Below is a simple example of using this. The contents of each file will be shown in a message box:
private void LoadZipfile()
{
WebClient c = new WebClient();
c.OpenReadCompleted += new OpenReadCompletedEventHandler(openReadCompleted);
c.OpenReadAsync(new Uri("http://www.mydomain.com/myZipFile.zip"));
}
private void openReadCompleted(object sender, OpenReadCompletedEventArgs e)
{
UnZipper unzip = new UnZipper(e.Result);
foreach (string filename in unzip.GetFileNamesInZip())
{
Stream stream = unzip.GetFileStream(filename);
StreamReader reader = new StreamReader(stream);
string contents = reader.ReadToEnd();
MessageBox.Show(contents);
}
}
Note that some ZIP files which doesn't report file size before the file content is not supported by Silverlight, and is therefore also ignored by this class.

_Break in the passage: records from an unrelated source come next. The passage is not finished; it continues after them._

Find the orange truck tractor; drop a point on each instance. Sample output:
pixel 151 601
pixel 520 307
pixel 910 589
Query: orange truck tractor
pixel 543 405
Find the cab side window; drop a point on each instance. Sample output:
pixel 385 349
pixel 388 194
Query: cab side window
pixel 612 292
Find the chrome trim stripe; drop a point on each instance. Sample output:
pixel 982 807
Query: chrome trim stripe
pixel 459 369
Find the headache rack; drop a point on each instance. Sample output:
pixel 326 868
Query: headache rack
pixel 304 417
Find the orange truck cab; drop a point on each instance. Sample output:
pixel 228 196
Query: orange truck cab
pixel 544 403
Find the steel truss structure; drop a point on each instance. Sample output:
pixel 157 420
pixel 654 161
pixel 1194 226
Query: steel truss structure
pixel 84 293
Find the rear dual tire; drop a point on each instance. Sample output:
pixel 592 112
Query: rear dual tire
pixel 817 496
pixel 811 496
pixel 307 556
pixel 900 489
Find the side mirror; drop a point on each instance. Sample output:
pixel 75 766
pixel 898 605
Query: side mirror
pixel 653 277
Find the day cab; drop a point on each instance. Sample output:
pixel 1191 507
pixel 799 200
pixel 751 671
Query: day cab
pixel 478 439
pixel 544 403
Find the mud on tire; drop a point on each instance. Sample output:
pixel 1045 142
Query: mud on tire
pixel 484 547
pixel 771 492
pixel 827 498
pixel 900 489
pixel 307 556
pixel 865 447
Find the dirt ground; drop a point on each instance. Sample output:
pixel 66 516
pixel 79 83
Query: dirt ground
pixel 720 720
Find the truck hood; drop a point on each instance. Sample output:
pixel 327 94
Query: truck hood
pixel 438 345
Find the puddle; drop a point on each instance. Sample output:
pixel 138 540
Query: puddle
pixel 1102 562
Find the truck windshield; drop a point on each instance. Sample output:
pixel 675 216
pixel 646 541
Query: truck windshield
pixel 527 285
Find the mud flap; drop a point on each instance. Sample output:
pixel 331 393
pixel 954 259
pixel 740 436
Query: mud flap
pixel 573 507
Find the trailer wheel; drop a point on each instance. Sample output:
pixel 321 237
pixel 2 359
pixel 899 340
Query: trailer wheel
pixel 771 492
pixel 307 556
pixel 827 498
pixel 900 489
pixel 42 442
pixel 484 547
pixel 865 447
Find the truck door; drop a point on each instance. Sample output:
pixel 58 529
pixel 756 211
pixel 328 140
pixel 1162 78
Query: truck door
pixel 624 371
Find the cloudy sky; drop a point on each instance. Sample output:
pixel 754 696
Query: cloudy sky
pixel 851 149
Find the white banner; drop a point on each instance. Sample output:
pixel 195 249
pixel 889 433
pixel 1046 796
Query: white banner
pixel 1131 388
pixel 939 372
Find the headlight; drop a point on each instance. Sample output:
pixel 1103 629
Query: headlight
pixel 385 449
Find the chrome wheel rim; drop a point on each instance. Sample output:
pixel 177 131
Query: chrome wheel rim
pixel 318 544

This is sometimes the case when the zip file is created through a stream where the resulting file size is written after the compressed data. If you are dealing with those kind of zip files (seems fairly rare to me), you will need to use a 3rd party zip library that supports this.
UPDATE: See this updated blogpost.
This class will hardly add much to your resulting .xap, and I think it will cover 95% of the use cases when working with zip files.